You'll hardly need telling after month on month of screenshots and trailers, but we can't understate how appealing all this is to the eye. Media Molecule's technical and aesthetical voodoo endows the contents of toy boxes, kitchen drawers, doll's houses and sewing kits with the breed of cosy, charismatic vitality once confined to the likes of Toy Story, Old Bear and Button Moon. Hand-made buffalo trundle over scorched mahogany savannas. Fat red piñata dangle above the cardboard cacti of a pop-up book Mexico.
While the game boasts neither a Formula One frame-rate nor a gargantuan native resolution, the textures are pin-sharp and saturated with gelatinously atmospheric lighting. In acoustic terms it's a peach, too. Drawing (we suspect) on the achievements of LocoRoco, Media Molecule has sculpted a series of dynamic, polyphonic tracks which build, separate and fade as you advance through a level.

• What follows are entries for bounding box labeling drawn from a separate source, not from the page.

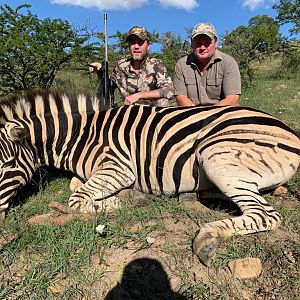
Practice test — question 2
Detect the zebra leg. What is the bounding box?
[70,176,84,192]
[193,160,281,266]
[69,162,135,213]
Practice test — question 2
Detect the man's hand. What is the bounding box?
[88,62,102,73]
[124,93,140,105]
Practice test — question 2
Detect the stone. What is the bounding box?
[228,257,262,279]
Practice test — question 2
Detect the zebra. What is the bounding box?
[0,90,300,266]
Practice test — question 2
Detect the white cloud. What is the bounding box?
[242,0,276,10]
[159,0,198,10]
[50,0,198,11]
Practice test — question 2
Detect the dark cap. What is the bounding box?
[191,23,217,39]
[126,26,150,41]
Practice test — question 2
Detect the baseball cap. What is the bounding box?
[191,23,217,39]
[126,26,150,41]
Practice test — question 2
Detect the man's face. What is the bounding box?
[192,34,218,62]
[128,36,151,60]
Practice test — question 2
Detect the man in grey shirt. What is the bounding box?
[174,23,241,106]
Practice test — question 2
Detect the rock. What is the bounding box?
[169,276,181,292]
[0,234,18,247]
[27,213,53,225]
[48,201,74,214]
[228,257,262,279]
[272,185,288,196]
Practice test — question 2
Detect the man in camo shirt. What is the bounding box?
[89,26,174,106]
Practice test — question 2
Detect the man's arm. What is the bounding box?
[214,95,240,106]
[124,60,174,105]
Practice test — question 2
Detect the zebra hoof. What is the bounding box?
[193,233,221,267]
[0,209,6,220]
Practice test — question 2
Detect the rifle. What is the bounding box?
[99,14,115,110]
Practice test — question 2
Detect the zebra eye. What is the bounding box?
[1,159,16,168]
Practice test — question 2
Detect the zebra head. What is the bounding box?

Very much the star of the show, however, is Sackboy, your irrepressible cloth puppet representative. Basic exploration is a cakewalk - left stick moves, X button jumps - but the plot thickens when you take into account the free-wheeling real-time physics and destructible objects (both composite and otherwise). R1 sees service as a grab button, letting you swing from ropes and the arms of windmills, drag sponge blocks together to form crude stairways and upset precarious balsawood pyramids. There are three movement planes, negotiable by holding up or down, and these are key to many of the secrets: alternate pathways, puzzle chambers and balloons of collectable widgets lurk behind much of the foreground scenery.